The shortcomings of the present study are that the established database of this study was temporarily insufficient to formulate new diagnostic criteria. Fluidics was still an exploratory and apparent description in terms of the diagnostic treatment of COA, and the problems remained in terms of the accuracy of CFD simulation, including how to obtain more accurate geometric models, the solid-fluid coupling between the blood and the vessel wall, more accurate boundary conditions, and more advanced algorithms. The wall accuracy of vessel models acquired with CT images would be limited by the image resolution, which in turn limits the accuracy of using flow solid coupling methods to calculate the dynamic changes of the vessel wall. The accuracy of the inlet boundary conditions significantly affects the simulation results, so it is critical to improve the measurement accuracy of the aortic inlet blood flow parameters. For simulation algorithms, computational time costs must be decreased while increasing their computational precision to comply with the original intention of rapidly implementing personalized diagnostics and adjuvant treatments for specific patients in the clinic, which currently faces many challenges to move away from the clinic.

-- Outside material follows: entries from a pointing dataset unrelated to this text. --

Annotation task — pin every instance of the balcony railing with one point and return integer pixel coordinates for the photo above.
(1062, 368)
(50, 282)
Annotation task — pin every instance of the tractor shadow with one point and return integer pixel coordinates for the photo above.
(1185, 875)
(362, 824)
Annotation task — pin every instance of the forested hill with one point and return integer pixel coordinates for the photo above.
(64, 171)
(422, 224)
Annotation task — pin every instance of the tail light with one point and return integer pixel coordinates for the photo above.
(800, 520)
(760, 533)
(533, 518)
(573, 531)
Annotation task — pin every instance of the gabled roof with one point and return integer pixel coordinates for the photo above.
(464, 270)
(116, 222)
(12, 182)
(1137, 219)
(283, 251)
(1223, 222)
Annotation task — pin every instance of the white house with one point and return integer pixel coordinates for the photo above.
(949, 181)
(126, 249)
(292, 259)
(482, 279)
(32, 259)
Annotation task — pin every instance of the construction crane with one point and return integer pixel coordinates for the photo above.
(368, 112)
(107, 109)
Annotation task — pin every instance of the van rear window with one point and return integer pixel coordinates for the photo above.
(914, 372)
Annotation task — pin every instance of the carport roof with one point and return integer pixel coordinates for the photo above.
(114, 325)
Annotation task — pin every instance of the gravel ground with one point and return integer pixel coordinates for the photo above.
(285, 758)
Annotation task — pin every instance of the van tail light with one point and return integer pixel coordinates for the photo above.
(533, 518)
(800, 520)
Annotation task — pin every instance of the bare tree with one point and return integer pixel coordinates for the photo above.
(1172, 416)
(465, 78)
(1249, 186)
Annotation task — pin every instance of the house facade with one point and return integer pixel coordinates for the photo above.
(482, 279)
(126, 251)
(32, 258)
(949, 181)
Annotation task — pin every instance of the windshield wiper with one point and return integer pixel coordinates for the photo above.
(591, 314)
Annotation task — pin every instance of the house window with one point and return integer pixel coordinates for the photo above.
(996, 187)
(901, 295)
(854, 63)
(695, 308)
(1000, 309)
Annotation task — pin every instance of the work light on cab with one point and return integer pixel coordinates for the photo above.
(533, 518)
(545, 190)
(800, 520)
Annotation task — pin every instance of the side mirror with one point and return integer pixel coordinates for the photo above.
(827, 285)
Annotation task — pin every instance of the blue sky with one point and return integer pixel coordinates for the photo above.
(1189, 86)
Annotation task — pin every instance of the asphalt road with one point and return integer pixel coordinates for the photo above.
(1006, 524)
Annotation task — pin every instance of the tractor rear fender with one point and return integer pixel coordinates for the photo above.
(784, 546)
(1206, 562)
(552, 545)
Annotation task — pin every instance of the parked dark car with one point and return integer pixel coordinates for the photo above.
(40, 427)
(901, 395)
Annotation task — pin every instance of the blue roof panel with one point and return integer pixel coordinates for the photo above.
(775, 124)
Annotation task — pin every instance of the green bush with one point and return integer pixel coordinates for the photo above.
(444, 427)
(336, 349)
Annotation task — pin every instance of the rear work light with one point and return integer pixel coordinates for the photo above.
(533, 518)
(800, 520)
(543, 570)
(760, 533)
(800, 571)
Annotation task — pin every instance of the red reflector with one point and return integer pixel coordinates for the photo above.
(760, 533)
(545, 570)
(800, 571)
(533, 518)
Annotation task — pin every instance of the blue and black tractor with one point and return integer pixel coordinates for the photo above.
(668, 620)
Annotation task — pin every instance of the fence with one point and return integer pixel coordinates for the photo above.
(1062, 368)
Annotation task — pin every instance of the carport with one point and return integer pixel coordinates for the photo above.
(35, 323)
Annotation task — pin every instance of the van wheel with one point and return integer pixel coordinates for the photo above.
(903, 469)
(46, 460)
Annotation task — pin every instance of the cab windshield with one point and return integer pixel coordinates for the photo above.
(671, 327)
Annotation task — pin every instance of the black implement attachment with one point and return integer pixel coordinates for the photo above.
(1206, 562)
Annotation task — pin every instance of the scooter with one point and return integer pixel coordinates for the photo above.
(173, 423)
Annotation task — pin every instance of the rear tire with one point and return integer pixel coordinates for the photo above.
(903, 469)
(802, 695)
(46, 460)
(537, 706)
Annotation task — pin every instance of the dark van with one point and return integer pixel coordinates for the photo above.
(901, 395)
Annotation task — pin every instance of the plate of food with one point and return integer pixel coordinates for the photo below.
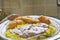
(30, 28)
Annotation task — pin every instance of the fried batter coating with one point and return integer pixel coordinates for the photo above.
(14, 23)
(44, 20)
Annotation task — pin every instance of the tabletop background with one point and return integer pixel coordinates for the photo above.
(29, 7)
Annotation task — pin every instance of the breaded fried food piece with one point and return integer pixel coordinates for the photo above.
(44, 20)
(14, 24)
(13, 16)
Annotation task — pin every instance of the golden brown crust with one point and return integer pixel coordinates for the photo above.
(15, 23)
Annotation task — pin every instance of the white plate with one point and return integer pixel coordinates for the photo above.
(55, 22)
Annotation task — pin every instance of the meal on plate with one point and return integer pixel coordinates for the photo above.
(27, 28)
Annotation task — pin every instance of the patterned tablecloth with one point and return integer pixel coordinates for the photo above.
(56, 37)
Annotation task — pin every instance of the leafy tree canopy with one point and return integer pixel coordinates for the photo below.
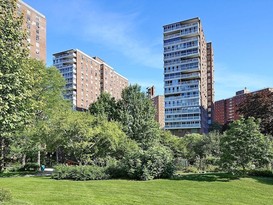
(243, 145)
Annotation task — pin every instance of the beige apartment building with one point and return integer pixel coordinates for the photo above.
(210, 81)
(158, 102)
(186, 87)
(35, 26)
(87, 77)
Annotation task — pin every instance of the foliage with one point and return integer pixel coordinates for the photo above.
(155, 162)
(79, 173)
(105, 107)
(173, 142)
(16, 81)
(260, 106)
(243, 145)
(136, 114)
(5, 195)
(260, 173)
(88, 139)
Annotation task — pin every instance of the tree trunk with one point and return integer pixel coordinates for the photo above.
(39, 158)
(57, 155)
(2, 153)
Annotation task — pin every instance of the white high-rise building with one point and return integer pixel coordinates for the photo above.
(185, 77)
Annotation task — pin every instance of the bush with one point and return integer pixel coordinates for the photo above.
(191, 169)
(30, 167)
(260, 173)
(79, 173)
(5, 195)
(154, 163)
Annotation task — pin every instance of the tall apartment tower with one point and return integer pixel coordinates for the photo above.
(35, 26)
(225, 110)
(158, 102)
(210, 81)
(87, 77)
(185, 77)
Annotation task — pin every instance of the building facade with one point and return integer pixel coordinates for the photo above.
(35, 25)
(210, 81)
(159, 110)
(185, 77)
(87, 77)
(225, 111)
(158, 102)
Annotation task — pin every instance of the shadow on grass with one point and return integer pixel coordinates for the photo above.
(264, 180)
(208, 177)
(16, 174)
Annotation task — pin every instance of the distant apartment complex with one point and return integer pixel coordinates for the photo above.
(188, 77)
(210, 81)
(158, 102)
(226, 110)
(35, 26)
(159, 108)
(87, 77)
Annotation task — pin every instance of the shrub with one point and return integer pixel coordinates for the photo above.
(191, 169)
(5, 195)
(30, 167)
(155, 162)
(79, 173)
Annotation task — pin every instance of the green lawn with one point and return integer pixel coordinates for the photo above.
(188, 189)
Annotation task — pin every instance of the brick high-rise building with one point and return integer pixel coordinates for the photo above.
(35, 26)
(159, 108)
(186, 77)
(226, 110)
(210, 81)
(87, 77)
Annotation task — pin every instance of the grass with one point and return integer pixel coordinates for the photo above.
(184, 189)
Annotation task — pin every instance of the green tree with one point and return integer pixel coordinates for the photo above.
(47, 99)
(244, 145)
(260, 106)
(105, 106)
(194, 148)
(15, 77)
(90, 140)
(136, 114)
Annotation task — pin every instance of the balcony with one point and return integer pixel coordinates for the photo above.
(180, 61)
(182, 111)
(180, 40)
(182, 119)
(192, 31)
(178, 26)
(66, 55)
(183, 53)
(183, 126)
(182, 76)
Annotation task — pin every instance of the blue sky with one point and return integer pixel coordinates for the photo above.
(127, 34)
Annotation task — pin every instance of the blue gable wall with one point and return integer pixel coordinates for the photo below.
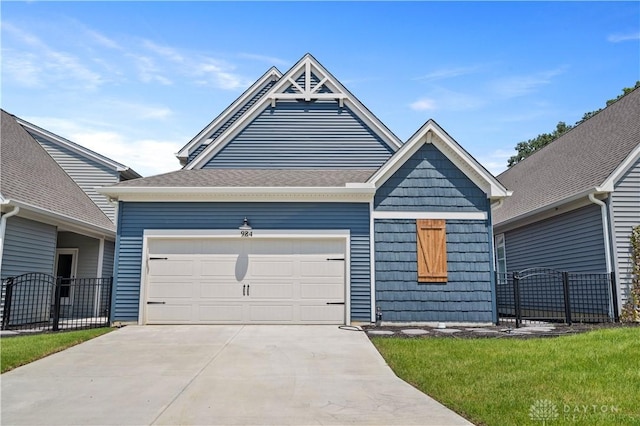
(429, 181)
(466, 297)
(304, 135)
(134, 218)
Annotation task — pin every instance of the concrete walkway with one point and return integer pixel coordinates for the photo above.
(211, 375)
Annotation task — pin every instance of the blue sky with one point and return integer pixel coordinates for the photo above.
(135, 81)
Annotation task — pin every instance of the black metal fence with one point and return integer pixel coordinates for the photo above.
(540, 294)
(42, 302)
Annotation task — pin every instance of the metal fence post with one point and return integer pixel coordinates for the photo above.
(567, 302)
(516, 298)
(6, 312)
(56, 304)
(614, 297)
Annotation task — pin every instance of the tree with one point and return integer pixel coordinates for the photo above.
(526, 148)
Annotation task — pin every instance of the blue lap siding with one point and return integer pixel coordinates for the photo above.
(135, 217)
(430, 182)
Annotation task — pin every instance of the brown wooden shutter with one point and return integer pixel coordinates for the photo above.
(432, 250)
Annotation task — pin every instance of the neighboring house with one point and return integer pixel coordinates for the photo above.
(297, 205)
(576, 200)
(53, 221)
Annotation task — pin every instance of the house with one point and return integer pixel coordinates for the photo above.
(576, 201)
(53, 221)
(297, 205)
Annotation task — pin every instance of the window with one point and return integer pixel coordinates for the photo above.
(432, 250)
(501, 259)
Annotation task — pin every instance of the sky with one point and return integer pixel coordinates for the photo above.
(136, 81)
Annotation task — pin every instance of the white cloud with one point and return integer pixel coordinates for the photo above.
(620, 37)
(515, 86)
(423, 104)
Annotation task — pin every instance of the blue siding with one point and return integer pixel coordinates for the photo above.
(429, 181)
(218, 131)
(466, 297)
(569, 242)
(135, 217)
(29, 246)
(304, 135)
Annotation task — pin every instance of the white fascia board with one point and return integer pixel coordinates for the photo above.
(272, 73)
(73, 146)
(432, 133)
(609, 184)
(62, 221)
(430, 215)
(550, 210)
(230, 194)
(361, 111)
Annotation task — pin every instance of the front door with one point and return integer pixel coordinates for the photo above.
(66, 268)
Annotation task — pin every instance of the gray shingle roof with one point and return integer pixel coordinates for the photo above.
(578, 161)
(31, 176)
(259, 178)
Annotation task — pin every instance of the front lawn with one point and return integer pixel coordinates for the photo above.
(584, 379)
(20, 350)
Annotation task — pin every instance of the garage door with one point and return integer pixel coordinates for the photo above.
(237, 281)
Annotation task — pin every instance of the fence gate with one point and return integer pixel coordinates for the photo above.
(37, 301)
(542, 294)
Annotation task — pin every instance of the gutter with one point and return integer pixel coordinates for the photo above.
(3, 227)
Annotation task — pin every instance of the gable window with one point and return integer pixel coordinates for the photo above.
(432, 250)
(501, 259)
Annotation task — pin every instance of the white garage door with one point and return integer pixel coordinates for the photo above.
(222, 280)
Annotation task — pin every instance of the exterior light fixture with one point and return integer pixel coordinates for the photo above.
(245, 225)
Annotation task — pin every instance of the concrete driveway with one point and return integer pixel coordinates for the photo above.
(206, 375)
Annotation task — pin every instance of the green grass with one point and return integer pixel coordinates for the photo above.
(590, 379)
(21, 350)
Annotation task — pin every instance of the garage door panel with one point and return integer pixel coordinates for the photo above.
(171, 268)
(221, 313)
(270, 313)
(213, 290)
(285, 281)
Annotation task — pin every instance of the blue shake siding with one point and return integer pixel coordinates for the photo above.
(134, 218)
(466, 297)
(304, 135)
(429, 181)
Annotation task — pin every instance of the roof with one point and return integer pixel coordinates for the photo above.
(125, 171)
(587, 159)
(256, 178)
(432, 133)
(31, 178)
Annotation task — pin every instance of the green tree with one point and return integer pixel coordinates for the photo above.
(526, 148)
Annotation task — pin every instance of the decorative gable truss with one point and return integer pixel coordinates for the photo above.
(306, 81)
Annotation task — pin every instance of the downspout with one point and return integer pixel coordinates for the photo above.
(3, 228)
(607, 247)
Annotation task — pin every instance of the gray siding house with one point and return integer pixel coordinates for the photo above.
(297, 205)
(52, 220)
(576, 201)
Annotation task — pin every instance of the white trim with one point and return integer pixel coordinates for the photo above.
(333, 234)
(431, 133)
(355, 193)
(272, 73)
(430, 215)
(305, 63)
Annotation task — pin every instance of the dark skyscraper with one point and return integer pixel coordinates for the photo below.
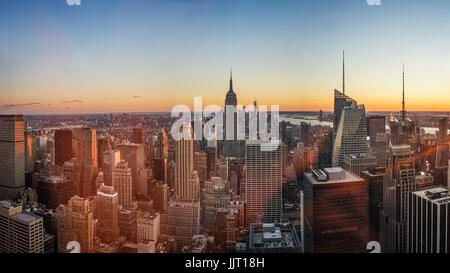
(12, 155)
(137, 136)
(63, 146)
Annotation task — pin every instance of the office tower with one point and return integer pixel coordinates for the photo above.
(123, 183)
(335, 211)
(215, 196)
(211, 158)
(263, 181)
(201, 165)
(231, 147)
(148, 226)
(274, 238)
(137, 136)
(104, 144)
(428, 222)
(30, 151)
(12, 156)
(403, 131)
(375, 180)
(128, 224)
(171, 172)
(51, 150)
(184, 220)
(326, 150)
(42, 146)
(107, 213)
(161, 156)
(400, 182)
(86, 143)
(186, 183)
(133, 154)
(375, 125)
(359, 163)
(304, 133)
(79, 224)
(443, 129)
(20, 232)
(54, 190)
(222, 169)
(110, 160)
(86, 151)
(63, 146)
(159, 192)
(442, 149)
(350, 134)
(379, 149)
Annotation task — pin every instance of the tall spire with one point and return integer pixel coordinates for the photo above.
(403, 96)
(231, 79)
(343, 71)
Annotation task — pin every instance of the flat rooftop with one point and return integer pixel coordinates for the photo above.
(349, 177)
(440, 193)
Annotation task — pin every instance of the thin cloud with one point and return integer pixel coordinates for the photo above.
(20, 105)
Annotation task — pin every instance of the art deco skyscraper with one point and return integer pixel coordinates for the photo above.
(12, 156)
(63, 146)
(107, 213)
(161, 157)
(137, 136)
(400, 182)
(79, 224)
(20, 232)
(263, 181)
(133, 154)
(123, 183)
(110, 160)
(86, 140)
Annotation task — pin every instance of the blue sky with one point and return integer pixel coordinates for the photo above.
(130, 55)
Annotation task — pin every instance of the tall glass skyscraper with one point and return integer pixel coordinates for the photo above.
(12, 155)
(263, 160)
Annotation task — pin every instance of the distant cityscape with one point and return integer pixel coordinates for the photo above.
(224, 126)
(118, 183)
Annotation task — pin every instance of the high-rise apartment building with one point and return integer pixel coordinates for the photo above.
(187, 184)
(107, 202)
(20, 232)
(12, 156)
(79, 224)
(263, 160)
(184, 220)
(110, 160)
(137, 136)
(123, 183)
(133, 154)
(428, 221)
(63, 146)
(161, 157)
(400, 182)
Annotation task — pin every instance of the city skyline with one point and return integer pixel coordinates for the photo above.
(148, 56)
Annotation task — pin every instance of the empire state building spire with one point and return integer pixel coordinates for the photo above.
(343, 71)
(403, 96)
(231, 80)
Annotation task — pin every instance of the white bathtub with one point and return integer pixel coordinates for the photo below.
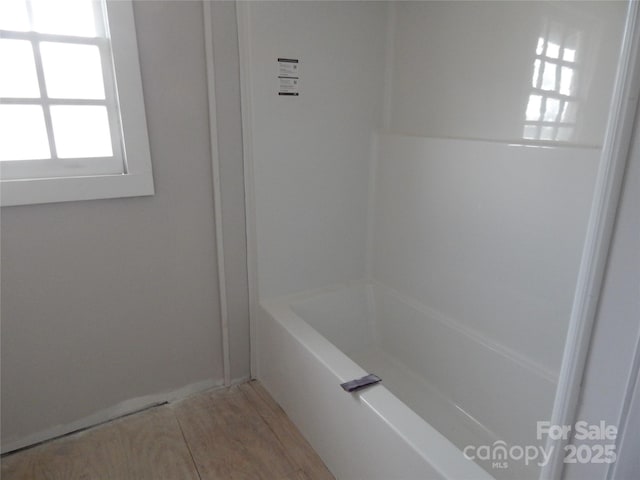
(443, 387)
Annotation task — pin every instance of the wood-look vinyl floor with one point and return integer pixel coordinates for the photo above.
(236, 433)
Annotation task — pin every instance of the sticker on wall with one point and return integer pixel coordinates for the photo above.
(288, 77)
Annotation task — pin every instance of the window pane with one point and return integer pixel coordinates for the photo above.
(81, 131)
(566, 80)
(23, 135)
(546, 133)
(530, 132)
(553, 50)
(13, 15)
(549, 76)
(72, 71)
(552, 110)
(19, 79)
(533, 108)
(69, 17)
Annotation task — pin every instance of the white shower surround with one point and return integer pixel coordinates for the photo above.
(284, 343)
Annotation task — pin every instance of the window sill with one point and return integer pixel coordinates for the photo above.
(68, 189)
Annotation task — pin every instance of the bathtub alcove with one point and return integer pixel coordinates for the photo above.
(418, 211)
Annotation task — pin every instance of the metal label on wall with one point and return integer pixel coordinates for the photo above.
(288, 77)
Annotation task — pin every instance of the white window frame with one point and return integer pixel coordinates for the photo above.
(136, 177)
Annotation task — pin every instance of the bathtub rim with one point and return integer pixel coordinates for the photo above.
(432, 446)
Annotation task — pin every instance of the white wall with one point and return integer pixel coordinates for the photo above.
(487, 234)
(112, 300)
(229, 120)
(609, 371)
(464, 69)
(311, 153)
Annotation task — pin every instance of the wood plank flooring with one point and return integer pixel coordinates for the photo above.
(236, 433)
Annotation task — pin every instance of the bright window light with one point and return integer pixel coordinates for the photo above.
(550, 114)
(21, 80)
(81, 131)
(14, 16)
(68, 17)
(23, 135)
(64, 135)
(72, 71)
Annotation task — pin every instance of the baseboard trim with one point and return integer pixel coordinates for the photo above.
(121, 409)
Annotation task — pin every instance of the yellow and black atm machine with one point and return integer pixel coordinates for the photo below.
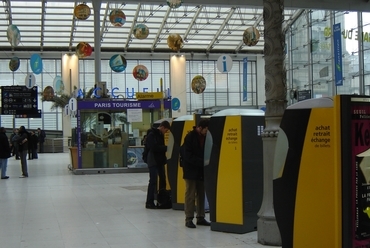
(321, 185)
(179, 128)
(234, 169)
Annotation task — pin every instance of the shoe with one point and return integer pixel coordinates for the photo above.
(190, 224)
(203, 222)
(150, 206)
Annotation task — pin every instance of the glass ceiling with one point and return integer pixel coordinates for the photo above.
(52, 26)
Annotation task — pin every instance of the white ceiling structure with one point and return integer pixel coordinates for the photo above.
(207, 26)
(52, 26)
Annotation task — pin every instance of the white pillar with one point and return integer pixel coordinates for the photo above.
(70, 72)
(178, 83)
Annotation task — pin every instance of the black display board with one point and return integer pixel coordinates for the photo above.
(19, 101)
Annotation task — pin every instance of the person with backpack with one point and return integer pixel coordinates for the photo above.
(193, 174)
(156, 159)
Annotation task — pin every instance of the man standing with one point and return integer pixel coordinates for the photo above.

In summary, this study found good agreement between the diagnostic treatment of COA based on CFD and methods of imaging analysis in the clinic; However, CFD has the advantage that imaging does not have much and has a broader range of applications. For children with COA, it is possible to assess the overall aortic arch pressure change more accurately and intuitively at a lower cost, with less patient stress and less uncertainty. The objective preoperative assessment of aortic arch diameter and fluid mechanics would benefit the choice of preoperative procedure and the prevention of postoperative complications.